La famille, chez certains adeptes, est une grande source d’angoisse. Lorsqu’une personne réceptive à l’angoisse des autres vit, par exemple, avec une mère angoissée ou un conjoint angoissé, celle-ci agit en miroir. Le reflet d’un proche faisant de l’angoisse devient sa propre angoisse, ce qui crée une situation conflictuelle parfois incontrôlable. Selon l’adepte touché par cet effet miroir, rares sont les personnes qui arrivent à établir un climat favorable à ce que cette situation se règle et seule la secte parvient à leur offrir ce réconfort.

Mais évidemment, qui est en mesure de combler ces gouffres désertiques et angoissants? Quelle personnalité et quelles caractéristiques ont en commun les gourous?

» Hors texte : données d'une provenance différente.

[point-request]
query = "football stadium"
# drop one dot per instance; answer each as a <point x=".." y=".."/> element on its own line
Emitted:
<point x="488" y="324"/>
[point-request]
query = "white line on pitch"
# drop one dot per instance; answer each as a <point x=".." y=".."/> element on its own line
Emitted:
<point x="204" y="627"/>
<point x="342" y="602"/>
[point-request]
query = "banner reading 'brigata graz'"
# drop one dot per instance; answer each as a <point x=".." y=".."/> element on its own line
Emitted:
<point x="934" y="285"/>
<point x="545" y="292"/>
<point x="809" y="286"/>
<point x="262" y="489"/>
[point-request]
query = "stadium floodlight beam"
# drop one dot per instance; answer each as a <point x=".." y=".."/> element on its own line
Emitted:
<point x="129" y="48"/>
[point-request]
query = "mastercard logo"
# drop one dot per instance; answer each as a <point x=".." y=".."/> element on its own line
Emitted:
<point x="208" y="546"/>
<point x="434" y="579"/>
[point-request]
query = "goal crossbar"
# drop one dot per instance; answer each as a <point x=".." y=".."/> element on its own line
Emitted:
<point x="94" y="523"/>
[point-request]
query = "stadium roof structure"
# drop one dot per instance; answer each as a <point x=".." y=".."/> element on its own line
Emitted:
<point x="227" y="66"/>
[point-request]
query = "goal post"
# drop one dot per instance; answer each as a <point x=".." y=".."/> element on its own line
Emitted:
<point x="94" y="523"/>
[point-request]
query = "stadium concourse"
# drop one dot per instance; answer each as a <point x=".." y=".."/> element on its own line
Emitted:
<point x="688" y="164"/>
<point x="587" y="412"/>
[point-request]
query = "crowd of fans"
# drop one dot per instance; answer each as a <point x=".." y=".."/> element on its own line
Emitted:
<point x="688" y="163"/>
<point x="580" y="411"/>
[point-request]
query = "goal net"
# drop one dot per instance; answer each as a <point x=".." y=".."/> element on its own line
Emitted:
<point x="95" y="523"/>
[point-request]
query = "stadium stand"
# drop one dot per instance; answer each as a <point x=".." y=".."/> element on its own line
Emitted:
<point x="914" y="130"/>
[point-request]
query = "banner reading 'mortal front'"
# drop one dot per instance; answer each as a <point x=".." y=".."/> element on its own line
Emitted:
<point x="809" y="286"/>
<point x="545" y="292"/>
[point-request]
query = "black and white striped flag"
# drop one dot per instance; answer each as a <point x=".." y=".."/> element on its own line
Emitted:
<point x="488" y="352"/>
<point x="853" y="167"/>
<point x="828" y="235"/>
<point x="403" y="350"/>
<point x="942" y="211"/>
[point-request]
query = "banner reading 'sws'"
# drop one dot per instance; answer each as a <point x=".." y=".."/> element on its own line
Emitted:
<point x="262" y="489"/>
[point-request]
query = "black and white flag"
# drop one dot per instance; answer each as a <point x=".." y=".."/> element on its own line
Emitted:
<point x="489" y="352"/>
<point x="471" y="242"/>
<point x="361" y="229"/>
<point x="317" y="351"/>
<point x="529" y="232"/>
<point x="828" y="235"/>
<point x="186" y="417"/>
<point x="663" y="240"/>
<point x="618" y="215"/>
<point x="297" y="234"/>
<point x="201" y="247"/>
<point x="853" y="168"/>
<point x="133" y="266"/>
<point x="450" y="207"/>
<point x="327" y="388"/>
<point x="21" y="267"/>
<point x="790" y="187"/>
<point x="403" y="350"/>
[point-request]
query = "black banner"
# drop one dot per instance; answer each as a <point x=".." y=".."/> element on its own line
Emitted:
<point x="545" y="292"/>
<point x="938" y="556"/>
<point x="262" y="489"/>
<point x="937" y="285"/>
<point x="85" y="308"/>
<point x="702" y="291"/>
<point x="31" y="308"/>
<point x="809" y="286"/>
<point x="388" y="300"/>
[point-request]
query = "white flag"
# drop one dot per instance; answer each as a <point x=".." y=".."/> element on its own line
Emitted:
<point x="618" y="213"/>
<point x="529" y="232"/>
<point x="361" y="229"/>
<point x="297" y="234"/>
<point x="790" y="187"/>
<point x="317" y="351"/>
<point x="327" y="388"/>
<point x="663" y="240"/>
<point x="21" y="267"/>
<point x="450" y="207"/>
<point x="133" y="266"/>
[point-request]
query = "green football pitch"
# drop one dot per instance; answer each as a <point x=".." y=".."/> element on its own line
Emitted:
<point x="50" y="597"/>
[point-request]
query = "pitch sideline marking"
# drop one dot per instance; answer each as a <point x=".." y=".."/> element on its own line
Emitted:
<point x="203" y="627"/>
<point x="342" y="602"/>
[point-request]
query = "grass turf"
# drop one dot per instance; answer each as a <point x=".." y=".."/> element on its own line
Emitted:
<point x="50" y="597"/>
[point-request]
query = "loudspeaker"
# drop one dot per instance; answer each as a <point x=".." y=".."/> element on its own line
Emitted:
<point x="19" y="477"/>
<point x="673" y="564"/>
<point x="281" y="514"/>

Dans le cas de Manson, les spécialistes parlent d’une personnalité narcissique de haut niveau, frappé par l’illusion et par la psychopathie. Cependant, c’est l’aspect du narcissisme qui revient le plus souvent chez les gourous : c’est cette pulsion d’emprise et de domination perverse qui est souvent la source des agissements de ceux-ci. Comme le suggère le Dr. Maes, les personnes touchées par la perversion narcissique ne sont pas capables d’amour véritable, soit d’être dépendent de l’autre. Pour cette raison, ils optent davantage pour l’aliénation de l’autre, qu’il croit faible: « Ils préfèrent donc le sentiment de puissance que donne le pouvoir ». C’est d’ailleurs dans un climat de séduction narcissique que les gourous charmeront les adeptes, et useront de cette séduction pour agir en clivage et désemparer les disciples.

Alors donc, qu’on se rende aux États-Unis pour aborder le sujet de Charles Manson ou sans même traverser la frontière, qu’il s’agisse d’une histoire comme celle de Roch Moïse Thériault, les histoires tordues de communautés sectaires sont abondantes. Il est donc intéressant, toujours sans jugement, de connaître le pourquoi du comment ces groupes tiennent bon. Ainsi, j’espère que cet article vous a permis à tout le moins, d’introduire le sujet si vaste qu’est Charles Manson et la psychologie des adeptes vs gourous.